22 nm Larrabee

dkanter · Jul 15, 2011

I think the problem with all the talk of 'dark silicon' is that it tends to make a number of very pessimistic assumptions about silicon scaling which are not true.

For example, people assume that voltage scaling is dead. Well, Sandy Bridge was designed to operate at 0.65V. That doesn't sound like voltage scaling is dead at all.

However, if you look at the long term trends, it's obvious that for power reasons you will favor a combination of fixed function hardware, throughput processors and latency processors. The idea that somehow a latency centric processor can displace all others is utterly idiotic.

DK

Nick · Jul 15, 2011

rpg.314 said:
There's no choice. Physics doesn't like homogeneous compute at this scale.

No, physics doesn't like a high switching activity across your entire chip. That means you still get to choose between only using a limited number of high activity cores, or using a limited portion of each core.

That's what executing AVX-1024 on 256-bit execution units is about. The ALUs remain active, performing useful work, while the majority of the control logic can be clock gated for up to 3/4 of the time. Similarly a single gather instruction replaces 18 extract/insert instructions which each involved the entire out-of-order execution pipeline and 128-bit ALU paths. So it's another big reduction in useless switching activity.

Gipsel · Jul 15, 2011

Nick said:
No, physics doesn't like a high switching activity across your entire chip. That means you still get to choose between only using a limited number of high activity cores, or using a limited portion of each core.

That's what executing AVX-1024 on 256-bit execution units is about. The ALUs remain active, performing useful work, while the majority of the control logic can be clock gated for up to 3/4 of the time. Similarly a single gather instruction replaces 18 extract/insert instructions which each involved the entire out-of-order execution pipeline and 128-bit ALU paths. So it's another big reduction in useless switching activity.

Or you execute the task on optimized high throughput cores which don't have this useless activity to start with.

Let those units do the task which have the best perf/W for it.

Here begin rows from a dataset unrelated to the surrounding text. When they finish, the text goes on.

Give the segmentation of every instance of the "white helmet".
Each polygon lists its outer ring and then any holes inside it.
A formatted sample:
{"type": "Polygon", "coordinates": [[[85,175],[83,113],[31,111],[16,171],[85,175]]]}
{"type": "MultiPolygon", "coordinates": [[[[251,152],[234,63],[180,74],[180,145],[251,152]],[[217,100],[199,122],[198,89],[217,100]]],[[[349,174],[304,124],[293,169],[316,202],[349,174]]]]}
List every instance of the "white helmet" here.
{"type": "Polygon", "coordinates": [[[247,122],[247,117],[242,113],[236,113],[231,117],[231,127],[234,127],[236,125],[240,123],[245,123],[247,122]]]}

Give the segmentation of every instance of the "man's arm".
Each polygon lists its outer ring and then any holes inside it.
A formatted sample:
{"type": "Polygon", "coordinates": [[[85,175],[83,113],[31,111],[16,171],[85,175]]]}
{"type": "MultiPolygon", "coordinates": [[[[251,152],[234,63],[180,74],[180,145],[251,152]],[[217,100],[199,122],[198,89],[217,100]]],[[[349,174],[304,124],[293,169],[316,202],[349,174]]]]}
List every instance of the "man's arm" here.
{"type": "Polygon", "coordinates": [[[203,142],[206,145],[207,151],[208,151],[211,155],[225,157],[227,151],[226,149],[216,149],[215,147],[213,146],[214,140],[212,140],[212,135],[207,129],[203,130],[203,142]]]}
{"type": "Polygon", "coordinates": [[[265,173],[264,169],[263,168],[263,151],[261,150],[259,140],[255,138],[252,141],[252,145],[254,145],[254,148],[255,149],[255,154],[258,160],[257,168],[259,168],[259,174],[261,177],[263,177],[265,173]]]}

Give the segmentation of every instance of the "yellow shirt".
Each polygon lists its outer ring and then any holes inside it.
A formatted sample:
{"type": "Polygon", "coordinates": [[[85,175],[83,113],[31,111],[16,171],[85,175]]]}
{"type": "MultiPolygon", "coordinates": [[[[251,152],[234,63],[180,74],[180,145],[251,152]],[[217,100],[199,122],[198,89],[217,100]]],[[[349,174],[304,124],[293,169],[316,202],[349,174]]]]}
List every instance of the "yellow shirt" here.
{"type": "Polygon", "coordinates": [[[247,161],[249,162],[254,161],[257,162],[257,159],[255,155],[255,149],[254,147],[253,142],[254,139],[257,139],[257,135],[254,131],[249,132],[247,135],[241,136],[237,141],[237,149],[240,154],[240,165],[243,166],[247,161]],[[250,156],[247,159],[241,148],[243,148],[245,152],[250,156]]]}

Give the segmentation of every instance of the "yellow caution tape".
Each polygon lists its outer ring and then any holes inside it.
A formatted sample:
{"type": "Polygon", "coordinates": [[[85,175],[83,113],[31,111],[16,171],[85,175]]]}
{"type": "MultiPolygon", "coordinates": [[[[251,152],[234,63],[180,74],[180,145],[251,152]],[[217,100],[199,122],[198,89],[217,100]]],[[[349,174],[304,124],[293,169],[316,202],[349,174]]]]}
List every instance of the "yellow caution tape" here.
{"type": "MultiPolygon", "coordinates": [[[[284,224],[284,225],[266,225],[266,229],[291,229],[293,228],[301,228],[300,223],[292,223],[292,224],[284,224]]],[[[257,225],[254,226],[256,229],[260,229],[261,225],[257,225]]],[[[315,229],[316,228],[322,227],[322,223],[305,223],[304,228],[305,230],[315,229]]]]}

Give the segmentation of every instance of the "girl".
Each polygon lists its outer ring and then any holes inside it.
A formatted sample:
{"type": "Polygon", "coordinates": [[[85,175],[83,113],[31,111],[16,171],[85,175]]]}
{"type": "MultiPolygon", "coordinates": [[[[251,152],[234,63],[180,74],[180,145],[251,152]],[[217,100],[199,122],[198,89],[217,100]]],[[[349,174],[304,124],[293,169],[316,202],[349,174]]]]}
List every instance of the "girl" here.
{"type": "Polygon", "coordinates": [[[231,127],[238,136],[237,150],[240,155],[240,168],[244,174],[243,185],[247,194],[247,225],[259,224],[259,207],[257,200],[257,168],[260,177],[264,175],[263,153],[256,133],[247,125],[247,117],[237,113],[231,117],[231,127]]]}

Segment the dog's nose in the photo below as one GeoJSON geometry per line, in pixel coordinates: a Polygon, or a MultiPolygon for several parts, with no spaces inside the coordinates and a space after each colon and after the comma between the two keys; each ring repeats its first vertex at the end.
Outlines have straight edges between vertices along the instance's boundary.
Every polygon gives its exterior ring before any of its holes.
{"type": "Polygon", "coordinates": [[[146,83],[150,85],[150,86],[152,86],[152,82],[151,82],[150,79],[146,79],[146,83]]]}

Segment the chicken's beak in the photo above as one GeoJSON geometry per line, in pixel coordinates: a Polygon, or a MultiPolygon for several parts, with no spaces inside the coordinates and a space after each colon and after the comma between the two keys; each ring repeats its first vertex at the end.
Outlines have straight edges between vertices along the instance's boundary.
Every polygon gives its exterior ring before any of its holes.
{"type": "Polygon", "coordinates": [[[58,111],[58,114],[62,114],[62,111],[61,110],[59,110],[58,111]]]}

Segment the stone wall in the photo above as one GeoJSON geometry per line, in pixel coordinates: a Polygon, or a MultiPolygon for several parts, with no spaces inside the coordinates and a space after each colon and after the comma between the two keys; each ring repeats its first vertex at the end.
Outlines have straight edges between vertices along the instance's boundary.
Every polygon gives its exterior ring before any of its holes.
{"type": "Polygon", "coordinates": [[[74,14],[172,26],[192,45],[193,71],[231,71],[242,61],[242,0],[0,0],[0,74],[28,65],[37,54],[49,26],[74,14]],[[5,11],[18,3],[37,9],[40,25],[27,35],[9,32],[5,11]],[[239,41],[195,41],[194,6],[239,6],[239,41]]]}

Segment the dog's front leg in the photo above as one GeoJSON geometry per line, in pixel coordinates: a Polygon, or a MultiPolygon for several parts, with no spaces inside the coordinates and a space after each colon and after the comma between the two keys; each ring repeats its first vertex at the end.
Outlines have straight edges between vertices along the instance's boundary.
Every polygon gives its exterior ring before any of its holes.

That's all what this dark silicon thing is about: you can afford to put different cores in.

3dilettante · Jul 15, 2011

The latter paper seemed to be using ITRS predictions, which does seem to be more pessimistic. Is it because it tries to make a prediction for the entire industry, including less performant fabs?

Sandy Bridge can operate at .65V, but what are the parameters for this such as the product line and power state? Most (edit: desktop) designs seem to kick up to over 1V when doing something, and this has been my experience with SB as well.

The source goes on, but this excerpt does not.